Siddhartha by Hermann Hesse ( Penguin Modern Classics)…A classic of twentieth-century literature with a NEW introduction by PAULO COELHO
This edition has a NEW introduction by PAULO COELHO.
Siddhartha is perhaps the most important and compelling moral allegory our troubled century has produced. Integrating Eastern and Western spiritual traditions with psychoanalysis and philosophy, this strangely simple tale, written with a deep and moving empathy for humanity, has touched the lives of millions since its original publication in 1922. Set in India, Siddhartha is the story of a young Brahmin’s search for ultimate reality after meeting with the Buddha. His quest takes him from a life of decadence to asceticism, from the illusory joys of sensual love with a beautiful courtesan, and of wealth and fame, to the painful struggles with his son and the ultimate wisdom of renunciation
About the author
Hermann Hesse was born in Calw, Württemberg, in 1877. He intended to follow in his father’s footsteps as a Protestant pastor and missionary, but rebelled against traditional academic education and instead worked for a while as a bookseller, antique dealer and mechanic.

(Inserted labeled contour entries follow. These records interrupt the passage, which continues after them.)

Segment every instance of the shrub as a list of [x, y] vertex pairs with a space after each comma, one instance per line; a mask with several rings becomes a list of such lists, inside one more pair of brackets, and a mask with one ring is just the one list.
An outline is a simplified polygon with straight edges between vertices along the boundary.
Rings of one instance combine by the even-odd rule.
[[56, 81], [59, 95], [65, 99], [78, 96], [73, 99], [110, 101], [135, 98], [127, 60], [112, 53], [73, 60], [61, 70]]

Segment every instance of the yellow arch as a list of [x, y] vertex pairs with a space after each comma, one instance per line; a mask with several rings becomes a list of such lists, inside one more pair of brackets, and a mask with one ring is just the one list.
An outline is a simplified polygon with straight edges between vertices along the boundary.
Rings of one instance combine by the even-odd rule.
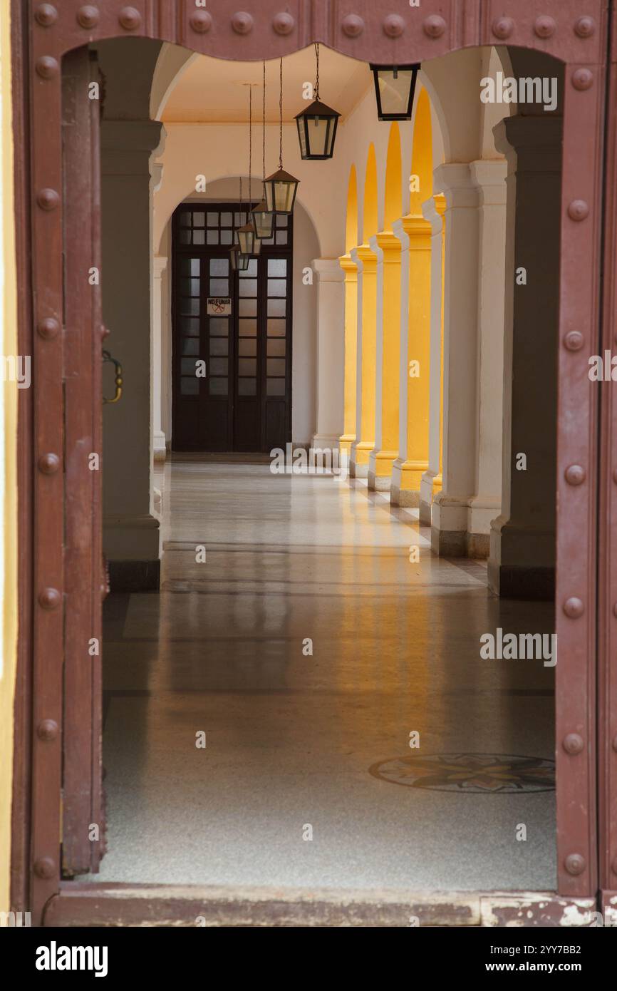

After his first novel Peter Camenzind was published in 1904, he devoted himself to writing. In 1919, as a protest against German militarism in the First World War, Hesse moved back to Switzerland where he lived in self-imposed exile until his death at the age of eighty-five in 1962.
Hesse was strongly influenced by his interest in music, the psychoanalytic theories of Jung and Eastern thought. His early novels were traditional, but with the publication in 1919 of Demian, a Freudian study of adolescence with Nietzschean emphasis on the superior individual, he became an ‘uninhibited innovator.’ Each of his later novels, including Steppenwolf, Siddhartha and Narcissus and Goldmund, was a step in Hesse’s determined search for the self. The Glass Bead Game (Das Glasperlenspiel [Magister Ludi]) was his last and consummate work.